A research team has discovered that a cell's protective layer acts like a turnstile, allowing proteins to be exported while preventing them from moving back in.
All cells are surrounded by a protective layer a membrane which keeps the contents of the cell together and protects it from damage.
However, proteins made inside the cell often need to be exported in order to do their job. For instance, in bacterial adherence, pathogenesis and antibiotic clearance.
The same process in humans is responsible for the secretion of all extracellular proteins, such as collagen, antibodies and insulin.
The researchers, from the Universities of Bristol and Leeds, looked at the specialised 'transport motor' that sits within the membrane, known as 'Sec' (short for secretory).
Sec recognises the proteins that need to be exported from the cell via a molecular address tag, and pushes them across the membrane. The energy required to do this comes from the cells universal power source, a molecule called ATP.
Co-author Professor Sheena Radford is Director of the Astbury Centre for Structural Molecular Biology at the University of Leeds.

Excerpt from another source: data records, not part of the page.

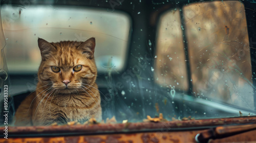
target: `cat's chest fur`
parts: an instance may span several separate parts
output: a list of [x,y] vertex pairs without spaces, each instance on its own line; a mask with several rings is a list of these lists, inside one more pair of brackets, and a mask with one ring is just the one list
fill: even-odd
[[[76,97],[67,95],[59,100],[55,99],[58,101],[57,102],[46,101],[45,104],[41,104],[40,107],[38,107],[38,114],[35,115],[35,118],[38,119],[40,117],[44,117],[43,121],[46,121],[42,122],[44,125],[49,124],[49,121],[51,123],[56,122],[59,124],[66,124],[72,121],[82,123],[91,117],[92,114],[95,115],[95,117],[98,120],[101,120],[101,116],[99,118],[99,115],[101,114],[101,108],[99,108],[95,103],[81,98],[80,96],[82,95]],[[42,123],[42,121],[40,120],[37,120]],[[38,123],[36,123],[37,124]]]

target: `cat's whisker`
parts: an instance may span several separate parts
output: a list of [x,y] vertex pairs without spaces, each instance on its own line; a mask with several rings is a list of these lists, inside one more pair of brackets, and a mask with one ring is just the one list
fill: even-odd
[[[90,91],[91,91],[91,92],[92,92],[92,93],[93,93],[94,96],[95,97],[95,98],[97,99],[97,100],[98,100],[98,109],[99,109],[99,112],[98,112],[98,114],[99,114],[99,113],[100,113],[100,111],[99,111],[99,109],[100,109],[100,102],[99,102],[99,99],[98,99],[98,98],[97,98],[96,96],[95,96],[95,94],[91,90],[90,90],[89,89],[88,89],[87,87],[85,87],[84,86],[83,86],[82,85],[82,87],[86,88],[86,89],[87,89],[88,90],[89,90]],[[84,90],[84,89],[82,88],[88,94],[89,94],[91,97],[93,99],[93,100],[94,101],[94,102],[95,102],[95,103],[97,105],[97,103],[96,102],[95,100],[93,99],[93,98],[91,96],[91,94],[90,94],[89,93],[88,93],[88,92],[87,92],[86,90]]]
[[50,117],[51,120],[52,120],[52,115],[51,114],[51,103],[52,103],[52,100],[53,99],[53,98],[54,97],[54,96],[55,94],[58,94],[58,93],[59,91],[59,90],[60,89],[59,89],[56,91],[55,93],[54,93],[54,94],[53,94],[53,96],[52,96],[52,99],[51,100],[51,101],[50,102],[50,106],[49,106]]
[[[53,89],[53,88],[52,87],[50,88],[51,90]],[[49,91],[48,92],[47,92],[47,93],[46,94],[46,95],[45,96],[45,97],[47,96],[48,94],[49,94],[49,93],[50,92],[51,92],[51,91],[52,91],[52,90],[50,90],[50,91]],[[41,100],[42,100],[42,96],[44,96],[44,94],[45,94],[45,92],[42,94],[42,96],[41,96]],[[44,98],[44,99],[45,98],[45,97]],[[44,99],[42,99],[44,100]],[[42,111],[42,107],[41,106],[41,110]]]
[[[41,88],[41,87],[44,87],[44,86],[47,86],[47,85],[49,85],[49,84],[47,84],[47,85],[44,85],[44,86],[41,86],[40,87],[39,87],[39,88],[38,88],[36,89],[36,90],[37,90],[37,89],[39,89],[39,88]],[[30,107],[31,107],[31,105],[32,105],[32,104],[33,102],[33,101],[34,101],[34,100],[36,98],[36,97],[37,97],[38,95],[39,95],[39,94],[40,94],[41,92],[44,92],[45,90],[47,90],[45,91],[45,92],[46,92],[47,91],[48,91],[48,90],[49,90],[50,89],[51,89],[51,88],[46,88],[46,89],[45,89],[45,90],[42,90],[42,91],[41,91],[41,92],[39,93],[37,95],[36,95],[36,96],[35,96],[35,98],[34,98],[34,99],[33,99],[33,100],[32,100],[32,101],[31,102],[31,103],[30,103],[30,105],[29,105],[29,109],[28,109],[28,111],[27,111],[27,112],[28,112],[29,111],[29,109],[30,109]],[[34,91],[33,91],[33,92],[34,92]],[[44,93],[45,93],[45,92],[44,92]]]
[[[89,94],[89,93],[88,93],[88,92],[87,92],[87,91],[86,91],[84,89],[83,89],[83,88],[80,87],[80,88],[82,89],[82,90],[84,90],[84,91],[86,91],[86,92],[87,93],[87,94],[88,94],[88,95],[89,95],[89,96],[91,97],[91,98],[92,98],[92,99],[93,100],[93,101],[94,101],[94,102],[95,103],[95,104],[96,104],[96,105],[97,105],[97,102],[96,102],[96,101],[94,100],[94,99],[93,99],[93,98],[92,97],[92,96],[91,96],[91,94]],[[98,109],[99,109],[99,110],[99,110],[99,111],[98,111],[98,114],[99,114],[99,112],[100,112],[100,111],[99,111],[99,108],[99,108],[99,105],[98,106],[98,107],[99,107],[99,108],[98,108]],[[89,118],[88,118],[88,119],[89,119]]]
[[104,95],[104,94],[103,94],[103,93],[101,91],[100,91],[99,89],[98,89],[97,88],[95,88],[95,87],[93,87],[93,86],[87,84],[85,84],[85,83],[82,83],[82,84],[84,84],[84,85],[86,85],[89,86],[90,86],[90,87],[92,87],[92,88],[94,88],[94,89],[96,89],[97,90],[99,91],[99,92],[100,92],[100,93],[101,93],[101,94],[102,94],[102,95],[103,95],[103,96],[105,98],[106,98],[106,97],[105,96],[105,95]]
[[[44,98],[42,98],[42,99],[40,101],[40,102],[38,103],[38,105],[37,105],[37,107],[36,107],[35,111],[35,115],[34,116],[34,118],[33,119],[33,122],[35,120],[35,117],[36,116],[36,113],[37,113],[37,111],[38,111],[39,106],[41,104],[41,103],[42,103],[44,99],[45,99],[45,98],[47,96],[47,94],[48,94],[48,93],[51,92],[52,90],[54,90],[54,89],[53,87],[51,88],[50,89],[51,89],[51,90],[50,91],[49,91],[48,92],[47,92],[47,93],[46,94],[46,95],[44,97]],[[42,95],[42,97],[43,96],[44,96],[44,94]]]
[[53,89],[53,90],[52,90],[52,91],[51,92],[51,94],[50,94],[50,96],[49,96],[48,98],[47,98],[47,99],[46,99],[46,102],[45,102],[45,105],[44,106],[44,110],[42,111],[42,112],[45,112],[45,108],[46,107],[46,102],[47,102],[47,101],[48,100],[48,99],[50,98],[50,97],[51,96],[51,95],[52,95],[52,93],[53,93],[53,92],[55,91],[56,92],[56,91],[54,91],[55,89]]

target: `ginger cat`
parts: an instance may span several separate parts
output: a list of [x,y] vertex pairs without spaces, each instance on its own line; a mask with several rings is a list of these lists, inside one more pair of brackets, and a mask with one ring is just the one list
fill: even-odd
[[16,126],[83,123],[101,120],[100,97],[95,83],[95,39],[49,43],[38,38],[42,60],[36,91],[18,107]]

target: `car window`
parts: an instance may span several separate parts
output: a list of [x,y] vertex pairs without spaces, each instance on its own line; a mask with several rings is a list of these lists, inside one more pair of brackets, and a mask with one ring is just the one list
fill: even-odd
[[95,37],[105,121],[255,115],[253,41],[242,2],[119,1],[2,5],[10,110],[36,90],[38,37]]
[[37,39],[84,41],[96,37],[95,60],[100,73],[125,66],[131,21],[124,13],[67,7],[1,7],[10,73],[36,73],[41,60]]

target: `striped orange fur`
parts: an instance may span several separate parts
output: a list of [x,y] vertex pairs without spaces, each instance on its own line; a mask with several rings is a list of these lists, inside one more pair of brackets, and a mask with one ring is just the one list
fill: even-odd
[[37,89],[18,108],[15,125],[83,123],[92,116],[100,121],[95,38],[57,43],[38,38],[38,42],[42,60]]

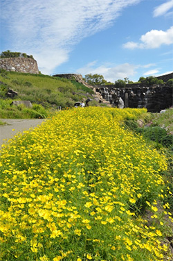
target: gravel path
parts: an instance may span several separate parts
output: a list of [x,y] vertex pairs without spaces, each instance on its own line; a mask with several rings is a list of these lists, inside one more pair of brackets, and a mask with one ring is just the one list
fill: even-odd
[[1,121],[6,122],[6,125],[0,125],[0,150],[1,145],[7,142],[8,140],[19,132],[27,130],[30,128],[36,127],[45,121],[45,119],[0,119]]

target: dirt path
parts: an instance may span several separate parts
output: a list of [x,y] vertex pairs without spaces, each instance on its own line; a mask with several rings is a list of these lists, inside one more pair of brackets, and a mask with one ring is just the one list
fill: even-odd
[[0,119],[6,125],[0,125],[0,150],[1,145],[19,132],[36,127],[45,121],[45,119]]

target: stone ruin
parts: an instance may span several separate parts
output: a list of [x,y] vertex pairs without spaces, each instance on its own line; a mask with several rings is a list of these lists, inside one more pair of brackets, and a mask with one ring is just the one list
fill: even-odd
[[39,74],[37,61],[24,57],[0,58],[0,68],[8,71]]
[[148,112],[157,112],[172,106],[172,89],[168,85],[148,87],[140,83],[127,84],[126,87],[119,88],[114,85],[98,86],[96,91],[113,107],[118,108],[121,99],[125,108],[146,108]]

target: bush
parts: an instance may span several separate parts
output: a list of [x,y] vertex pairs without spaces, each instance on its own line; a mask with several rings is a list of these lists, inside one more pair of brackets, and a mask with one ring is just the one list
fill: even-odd
[[137,131],[141,133],[145,138],[160,143],[163,146],[172,144],[172,136],[168,135],[166,130],[159,126],[138,128]]

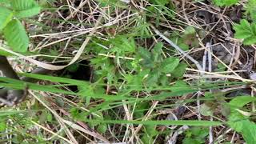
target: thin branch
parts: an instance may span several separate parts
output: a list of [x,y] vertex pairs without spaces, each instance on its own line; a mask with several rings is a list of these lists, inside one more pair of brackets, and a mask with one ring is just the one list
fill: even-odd
[[178,47],[175,43],[174,43],[171,40],[170,40],[168,38],[166,38],[165,35],[163,35],[162,33],[159,32],[154,26],[150,25],[150,27],[154,30],[154,31],[162,39],[164,39],[166,42],[168,42],[171,46],[173,46],[174,49],[176,49],[178,51],[179,51],[182,54],[184,55],[184,57],[187,58],[189,60],[190,60],[193,63],[194,63],[200,71],[204,71],[202,67],[201,66],[200,63],[194,59],[192,57],[190,57],[188,54],[186,54],[184,50],[182,50],[180,47]]

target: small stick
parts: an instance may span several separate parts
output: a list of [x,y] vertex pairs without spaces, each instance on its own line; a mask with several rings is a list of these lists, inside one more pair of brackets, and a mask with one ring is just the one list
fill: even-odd
[[203,72],[203,69],[201,66],[200,63],[194,59],[191,56],[190,56],[188,54],[186,54],[184,50],[182,50],[180,47],[178,47],[175,43],[174,43],[171,40],[170,40],[168,38],[166,38],[165,35],[163,35],[162,33],[159,32],[154,26],[150,25],[150,27],[154,30],[154,31],[162,39],[164,39],[166,42],[168,42],[171,46],[173,46],[174,49],[176,49],[178,51],[179,51],[182,54],[184,55],[184,57],[190,59],[193,63],[194,63],[198,69],[198,70]]

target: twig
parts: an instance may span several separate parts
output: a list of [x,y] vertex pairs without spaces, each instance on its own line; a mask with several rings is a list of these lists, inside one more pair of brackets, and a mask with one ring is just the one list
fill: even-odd
[[154,31],[162,39],[164,39],[166,42],[168,42],[171,46],[173,46],[174,49],[176,49],[178,51],[179,51],[182,54],[184,55],[184,57],[190,59],[193,63],[194,63],[201,72],[203,72],[203,69],[201,66],[200,63],[194,59],[192,57],[190,57],[188,54],[186,54],[184,50],[182,50],[180,47],[178,47],[175,43],[174,43],[171,40],[170,40],[168,38],[166,38],[165,35],[163,35],[162,33],[159,32],[154,26],[150,25],[150,27],[154,30]]

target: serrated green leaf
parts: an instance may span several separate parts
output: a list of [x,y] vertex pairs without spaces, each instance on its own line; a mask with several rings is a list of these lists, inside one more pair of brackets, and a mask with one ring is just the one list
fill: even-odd
[[8,45],[16,52],[26,52],[29,46],[29,38],[22,24],[17,19],[10,21],[4,28],[3,34]]
[[0,30],[6,26],[13,18],[13,12],[6,7],[0,6]]
[[179,64],[179,59],[170,57],[164,59],[161,63],[160,70],[163,73],[171,73]]
[[31,7],[28,10],[17,11],[15,13],[15,16],[19,18],[30,18],[30,17],[33,17],[33,16],[39,14],[40,10],[41,10],[40,6],[34,6],[34,7]]

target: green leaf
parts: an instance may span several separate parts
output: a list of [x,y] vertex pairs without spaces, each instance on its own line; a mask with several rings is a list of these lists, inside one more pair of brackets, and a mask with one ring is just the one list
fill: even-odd
[[158,42],[154,46],[152,50],[154,62],[158,62],[161,58],[162,48],[162,42]]
[[245,105],[254,101],[256,101],[256,98],[254,97],[239,96],[229,102],[231,114],[228,118],[228,124],[235,131],[242,134],[248,144],[256,143],[256,124],[247,119],[247,117],[240,114],[236,109],[242,108]]
[[256,101],[256,98],[250,96],[239,96],[232,99],[229,104],[230,106],[235,106],[236,108],[242,108],[247,103]]
[[5,39],[8,45],[17,52],[26,52],[29,46],[29,37],[22,23],[14,19],[3,30]]
[[35,7],[38,4],[34,0],[11,0],[11,6],[14,10],[26,10]]
[[142,66],[146,68],[154,68],[154,62],[152,54],[145,50],[143,47],[138,47],[138,53],[142,60],[140,62]]
[[175,70],[171,72],[171,76],[173,78],[182,78],[184,74],[187,65],[185,62],[181,62],[179,65],[175,68]]
[[184,31],[184,34],[185,35],[188,35],[188,34],[192,34],[192,35],[194,35],[194,34],[196,34],[196,31],[195,31],[195,29],[194,29],[194,27],[193,27],[193,26],[187,26],[186,29],[185,29],[185,31]]
[[30,18],[39,14],[40,10],[41,10],[40,6],[34,6],[28,10],[17,11],[15,12],[15,16],[19,18]]
[[98,126],[97,131],[101,134],[104,134],[107,130],[107,125],[106,123],[102,123]]
[[214,0],[214,4],[219,6],[230,6],[238,2],[238,0]]
[[235,24],[234,30],[235,30],[235,38],[246,38],[253,35],[250,24],[246,19],[241,20],[240,25]]
[[6,129],[6,122],[0,122],[0,131],[5,131]]
[[100,122],[100,123],[114,123],[114,124],[134,124],[134,125],[177,125],[177,126],[220,126],[222,124],[221,122],[217,121],[194,121],[194,120],[146,120],[146,121],[128,121],[128,120],[99,120],[99,119],[84,119],[84,122]]
[[6,26],[13,18],[13,12],[6,7],[0,6],[0,30]]
[[179,59],[170,57],[163,60],[161,63],[160,70],[164,73],[171,73],[179,64]]
[[244,45],[253,45],[256,43],[256,35],[245,38],[242,43]]
[[165,6],[170,2],[169,0],[150,0],[150,2],[153,4],[157,4],[160,6]]

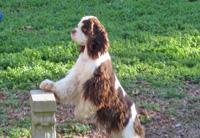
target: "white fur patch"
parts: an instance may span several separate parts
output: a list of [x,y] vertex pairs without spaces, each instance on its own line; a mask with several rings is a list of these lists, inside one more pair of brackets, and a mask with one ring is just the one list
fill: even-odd
[[138,136],[134,130],[134,121],[137,115],[137,111],[136,111],[134,103],[131,106],[131,114],[132,115],[131,115],[131,118],[129,119],[127,126],[122,130],[122,134],[121,134],[122,138],[140,138],[140,136]]

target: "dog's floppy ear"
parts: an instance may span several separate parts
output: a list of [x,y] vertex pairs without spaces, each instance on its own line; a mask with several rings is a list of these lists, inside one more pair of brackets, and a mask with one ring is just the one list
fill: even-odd
[[90,19],[90,31],[87,42],[89,56],[93,59],[97,59],[100,55],[107,52],[108,48],[109,40],[104,26],[98,19]]

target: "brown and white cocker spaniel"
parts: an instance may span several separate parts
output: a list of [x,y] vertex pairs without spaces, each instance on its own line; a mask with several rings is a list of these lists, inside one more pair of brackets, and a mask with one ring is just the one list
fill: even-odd
[[72,30],[71,38],[80,45],[80,54],[67,76],[57,82],[44,80],[40,89],[75,105],[78,119],[93,117],[114,138],[144,137],[138,108],[115,76],[108,53],[107,32],[94,16],[85,16]]

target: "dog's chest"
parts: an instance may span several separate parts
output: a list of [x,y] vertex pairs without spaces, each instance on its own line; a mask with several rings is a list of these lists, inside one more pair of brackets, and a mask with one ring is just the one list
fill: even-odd
[[74,66],[74,73],[79,81],[86,81],[93,76],[97,66],[94,60],[80,57]]

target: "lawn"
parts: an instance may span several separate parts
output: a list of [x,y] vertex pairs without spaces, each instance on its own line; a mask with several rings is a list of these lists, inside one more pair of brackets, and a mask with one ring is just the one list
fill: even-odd
[[[30,136],[29,90],[74,65],[71,38],[85,15],[104,24],[114,71],[147,138],[200,135],[200,0],[0,0],[0,137]],[[103,135],[58,103],[58,137]],[[65,114],[63,114],[65,111]]]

She said: "Our research was made possible by the teamwork of the authors, which brought a combination of classical biochemical and biophysical technologies.
"We explored the bulk system of many billions of molecules, together with large scale simulations of the protein complex (in Bristol), and used ground breaking methodologies capable of observing single molecules, pioneered in Leeds by Dr Roman Tuma.
The new model we present provides a solution to an outstanding problem in the protein transport field, which might be relevant in many other systems that transport proteins and nucleic acids elsewhere in the cell.
Professor Ian Collinson, from the University of Bristol's School of Biochemistry, said: Previous studies have shown what Sec looks like, but not how it pushes substrates from one side of the membrane to the other.
"We used a combination of experimental and computational methods to look at how the different parts of Sec move around as it uses ATP.
Our reasoning was that its easier to understand how a motor works by watching it in action rather than just looking at a still picture and trying to then work out how the machine might work.
The discovery is being used by the team, in collaboration with the Dundee Drug Discovery Unit, towards the development of new drugs that specifically block bacterial secretion without affecting humans.
Jamming the secretion process would be harmful to bacteria and their strategies for antibiotic resistance.
Further information
The research and collaboration was helped and inspired by the authors' late friend and colleague Professor Steve Baldwin, to whom the paper is dedicated.
The full paper Two-way communication between SecY and SecA suggests a Brownian ratchet mechanism for protein translocation was published in the eLife journal on 14 June 2016.